Cell Management Module (CMM)docs.balancell.com/CMM_data_sheet.pdf · polarity connection •...
Transcript of Cell Management Module (CMM)docs.balancell.com/CMM_data_sheet.pdf · polarity connection •...
June, 2016 1 www.balancell.com
Cell Management Module (CMM) ________________________________________________________________________________________
2V CMM and 4V CMM versions
• Monitoring every 2 seconds of cell voltage & temperature
• 3W of passive balancing configurable for any cell
chemistry
• Amount of balancing coulombs recorded and reported
• Operating range from 0.6V to 6V, (both 2V and 4V
versions)
• Tolerant of an overvoltage up to 30V and to reverse
polarity connection
• Measures directly across cell terminals to avoid voltage
drops due to cell interconnects
• Makes a virtual four-terminal measurement by drawing
negligible current during the actual measurement instant.
• Oscilloscope mode facilitates cell impedance analysis
• Works on any chemistry and pack up to 128 cells
• LED indicators for balancing, warnings and status
• Communications over a single signal wire that is fully
isolated
• High noise immunity communication using RF Modulated
signalling
• Low power as typically uses less than 0.2mA at 2V
(<0.5mW)
• Autonomous operation in a stand-alone configuration
• External thermistor option for temperature measurement
• Fully over-molded, insulated, shockproof (IK05), waterproof (IP67A) and sulphuric acid proof.
Description
The Cell Management Module (CMM) is a per-cell
device, with one CMM connected to each cell of
a battery pack. Used in conjunction with a single
Battery Energy Meter (BEM), a complete Battery
Management System (BMS) can be implemented.
The BEM acts as a central management unit to
collect information from the individual CMMs
and distribute commands to them. The CMM is
designed to operate on any cell within a voltage
range of 0.6V to 6V. Two versions with different
balancing resistor values are available being a 2V
version (1-3V cells) and a 4V version (3-5V cells).

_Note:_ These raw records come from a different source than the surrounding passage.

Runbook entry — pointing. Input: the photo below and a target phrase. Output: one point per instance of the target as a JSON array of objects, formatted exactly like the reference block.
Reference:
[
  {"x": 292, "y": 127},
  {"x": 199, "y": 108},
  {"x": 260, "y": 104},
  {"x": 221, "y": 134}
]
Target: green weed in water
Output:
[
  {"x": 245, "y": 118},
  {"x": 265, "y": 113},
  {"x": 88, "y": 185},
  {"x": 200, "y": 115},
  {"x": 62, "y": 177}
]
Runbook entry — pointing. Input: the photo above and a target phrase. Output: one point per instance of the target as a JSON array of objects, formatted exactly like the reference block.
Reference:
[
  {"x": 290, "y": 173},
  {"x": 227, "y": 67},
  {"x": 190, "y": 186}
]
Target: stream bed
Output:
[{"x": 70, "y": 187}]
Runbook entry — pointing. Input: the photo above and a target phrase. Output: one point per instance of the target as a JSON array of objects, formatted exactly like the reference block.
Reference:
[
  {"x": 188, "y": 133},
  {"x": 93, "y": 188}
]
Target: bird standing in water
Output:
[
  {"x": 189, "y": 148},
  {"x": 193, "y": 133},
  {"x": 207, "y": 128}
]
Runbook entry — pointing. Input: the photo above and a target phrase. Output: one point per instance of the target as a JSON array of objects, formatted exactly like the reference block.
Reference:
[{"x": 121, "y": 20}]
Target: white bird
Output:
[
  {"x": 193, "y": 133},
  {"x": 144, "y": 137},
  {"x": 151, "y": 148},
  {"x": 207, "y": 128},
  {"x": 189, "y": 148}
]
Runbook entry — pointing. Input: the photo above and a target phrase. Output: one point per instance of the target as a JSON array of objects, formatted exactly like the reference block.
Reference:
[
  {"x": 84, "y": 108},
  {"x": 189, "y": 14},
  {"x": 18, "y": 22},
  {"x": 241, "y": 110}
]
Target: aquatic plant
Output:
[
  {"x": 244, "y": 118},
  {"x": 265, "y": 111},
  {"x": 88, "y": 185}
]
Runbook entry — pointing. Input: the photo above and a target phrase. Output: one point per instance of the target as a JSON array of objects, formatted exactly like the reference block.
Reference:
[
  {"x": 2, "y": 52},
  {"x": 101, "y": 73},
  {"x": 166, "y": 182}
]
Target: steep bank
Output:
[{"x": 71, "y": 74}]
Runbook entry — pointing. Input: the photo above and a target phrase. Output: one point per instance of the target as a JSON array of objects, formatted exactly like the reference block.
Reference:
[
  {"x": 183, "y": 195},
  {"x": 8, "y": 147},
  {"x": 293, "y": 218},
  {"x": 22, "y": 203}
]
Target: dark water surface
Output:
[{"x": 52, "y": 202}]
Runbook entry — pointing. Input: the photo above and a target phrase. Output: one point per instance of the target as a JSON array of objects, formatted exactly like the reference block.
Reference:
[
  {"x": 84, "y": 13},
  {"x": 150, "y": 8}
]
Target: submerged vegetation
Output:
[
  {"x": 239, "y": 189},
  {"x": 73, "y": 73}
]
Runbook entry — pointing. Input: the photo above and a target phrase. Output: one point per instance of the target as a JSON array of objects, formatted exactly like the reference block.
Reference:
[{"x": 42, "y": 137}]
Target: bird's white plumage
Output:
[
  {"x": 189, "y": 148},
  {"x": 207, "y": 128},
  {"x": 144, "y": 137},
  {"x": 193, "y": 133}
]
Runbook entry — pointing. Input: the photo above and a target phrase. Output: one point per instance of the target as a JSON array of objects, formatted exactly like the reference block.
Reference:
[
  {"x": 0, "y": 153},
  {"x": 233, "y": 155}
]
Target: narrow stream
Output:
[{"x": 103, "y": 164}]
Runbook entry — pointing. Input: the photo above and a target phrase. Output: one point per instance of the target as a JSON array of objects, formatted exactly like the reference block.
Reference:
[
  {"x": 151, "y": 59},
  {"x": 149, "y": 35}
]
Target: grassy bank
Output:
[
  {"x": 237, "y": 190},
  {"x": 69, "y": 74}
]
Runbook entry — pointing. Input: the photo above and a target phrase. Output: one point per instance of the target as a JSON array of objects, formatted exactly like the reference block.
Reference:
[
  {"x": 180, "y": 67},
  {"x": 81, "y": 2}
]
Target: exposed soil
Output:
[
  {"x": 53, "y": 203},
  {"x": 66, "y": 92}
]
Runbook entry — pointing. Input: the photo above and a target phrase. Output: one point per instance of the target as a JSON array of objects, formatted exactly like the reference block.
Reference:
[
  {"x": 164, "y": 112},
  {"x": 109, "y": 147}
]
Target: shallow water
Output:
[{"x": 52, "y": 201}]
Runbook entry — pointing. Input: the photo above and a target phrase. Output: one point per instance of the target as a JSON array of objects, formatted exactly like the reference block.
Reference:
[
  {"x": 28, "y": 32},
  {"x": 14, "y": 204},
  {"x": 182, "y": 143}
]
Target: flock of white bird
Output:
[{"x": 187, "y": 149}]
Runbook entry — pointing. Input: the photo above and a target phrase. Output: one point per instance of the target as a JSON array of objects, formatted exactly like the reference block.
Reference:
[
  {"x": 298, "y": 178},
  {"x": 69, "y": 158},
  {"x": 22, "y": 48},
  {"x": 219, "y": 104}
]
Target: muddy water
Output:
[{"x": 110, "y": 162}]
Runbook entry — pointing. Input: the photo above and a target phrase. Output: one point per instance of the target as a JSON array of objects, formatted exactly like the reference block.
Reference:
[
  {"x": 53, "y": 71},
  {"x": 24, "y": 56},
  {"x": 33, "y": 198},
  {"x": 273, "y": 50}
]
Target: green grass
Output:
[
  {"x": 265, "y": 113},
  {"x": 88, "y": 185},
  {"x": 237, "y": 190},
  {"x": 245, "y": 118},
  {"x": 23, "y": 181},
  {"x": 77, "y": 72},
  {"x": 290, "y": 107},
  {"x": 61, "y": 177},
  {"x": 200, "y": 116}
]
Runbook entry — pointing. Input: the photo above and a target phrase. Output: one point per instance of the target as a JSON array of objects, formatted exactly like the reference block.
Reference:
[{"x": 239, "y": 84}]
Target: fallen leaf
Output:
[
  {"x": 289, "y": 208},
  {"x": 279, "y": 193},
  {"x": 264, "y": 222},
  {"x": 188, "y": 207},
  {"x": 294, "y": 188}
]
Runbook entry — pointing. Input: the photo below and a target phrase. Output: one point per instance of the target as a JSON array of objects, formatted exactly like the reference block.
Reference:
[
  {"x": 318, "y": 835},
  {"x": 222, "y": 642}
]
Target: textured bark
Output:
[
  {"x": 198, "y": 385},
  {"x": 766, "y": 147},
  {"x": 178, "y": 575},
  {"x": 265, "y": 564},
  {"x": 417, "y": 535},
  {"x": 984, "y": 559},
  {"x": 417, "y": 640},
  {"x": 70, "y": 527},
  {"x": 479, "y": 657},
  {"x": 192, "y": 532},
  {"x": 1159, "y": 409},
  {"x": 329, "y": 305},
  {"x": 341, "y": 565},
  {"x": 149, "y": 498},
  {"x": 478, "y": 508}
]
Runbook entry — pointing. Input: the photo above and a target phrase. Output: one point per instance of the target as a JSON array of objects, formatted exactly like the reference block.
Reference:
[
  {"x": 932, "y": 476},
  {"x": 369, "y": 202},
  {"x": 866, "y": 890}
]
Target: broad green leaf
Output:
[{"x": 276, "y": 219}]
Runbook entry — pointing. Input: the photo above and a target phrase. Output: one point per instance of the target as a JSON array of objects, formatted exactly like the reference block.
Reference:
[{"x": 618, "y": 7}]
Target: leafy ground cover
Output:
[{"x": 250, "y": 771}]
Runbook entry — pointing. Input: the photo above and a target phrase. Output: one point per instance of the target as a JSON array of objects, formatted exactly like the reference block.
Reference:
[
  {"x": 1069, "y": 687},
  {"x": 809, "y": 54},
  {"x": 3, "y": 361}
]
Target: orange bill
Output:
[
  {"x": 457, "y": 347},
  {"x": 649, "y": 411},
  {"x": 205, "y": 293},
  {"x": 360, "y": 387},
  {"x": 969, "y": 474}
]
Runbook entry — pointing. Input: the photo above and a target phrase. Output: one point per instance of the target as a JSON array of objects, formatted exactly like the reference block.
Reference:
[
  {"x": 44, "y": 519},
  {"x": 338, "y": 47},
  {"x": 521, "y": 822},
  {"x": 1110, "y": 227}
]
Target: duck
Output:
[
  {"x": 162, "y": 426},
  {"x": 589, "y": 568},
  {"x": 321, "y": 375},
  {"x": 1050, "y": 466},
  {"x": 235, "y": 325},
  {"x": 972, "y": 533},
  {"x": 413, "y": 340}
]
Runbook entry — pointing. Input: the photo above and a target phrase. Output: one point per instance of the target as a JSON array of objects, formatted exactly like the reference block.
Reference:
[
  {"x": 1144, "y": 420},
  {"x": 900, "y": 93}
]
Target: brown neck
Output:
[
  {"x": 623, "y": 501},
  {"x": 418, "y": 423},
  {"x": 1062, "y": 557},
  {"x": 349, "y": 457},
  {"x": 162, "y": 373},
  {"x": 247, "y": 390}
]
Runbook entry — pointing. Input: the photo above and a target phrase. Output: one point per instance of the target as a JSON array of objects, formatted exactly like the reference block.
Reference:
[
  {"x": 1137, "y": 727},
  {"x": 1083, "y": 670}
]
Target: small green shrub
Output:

The two versions only have different balancing
resistors. The CMM performs three main
functions: continuous monitoring of cell voltage
and temperature, measuring and reporting cell
voltage, temperature and balancing current and
passive balancing of a cell. The CMM is designed
to be used in any pack configuration with any
number of cells in series from 2 to 128, and bigger
banks can have a split BMS’s sections.
The CMM requires only two terminals for voltage
measurement instead of the usual four as no
current is drawn during the instant when the
actual cell voltage measurement is being done.
It can capture and report an oscillogram waveform,
with a 1k sample length at a variable sample rate
from 20sps to 96ksps. This is carried out
synchronously with all the CMM’s throughout the
pack, together with the BEM, which captures the
battery pack voltage and current. This allows
detailed cell impedance analysis to be performed
using anything from a DC step, to the 50/60 Hz
ripple from the charger, to a 1 kHz injected signal.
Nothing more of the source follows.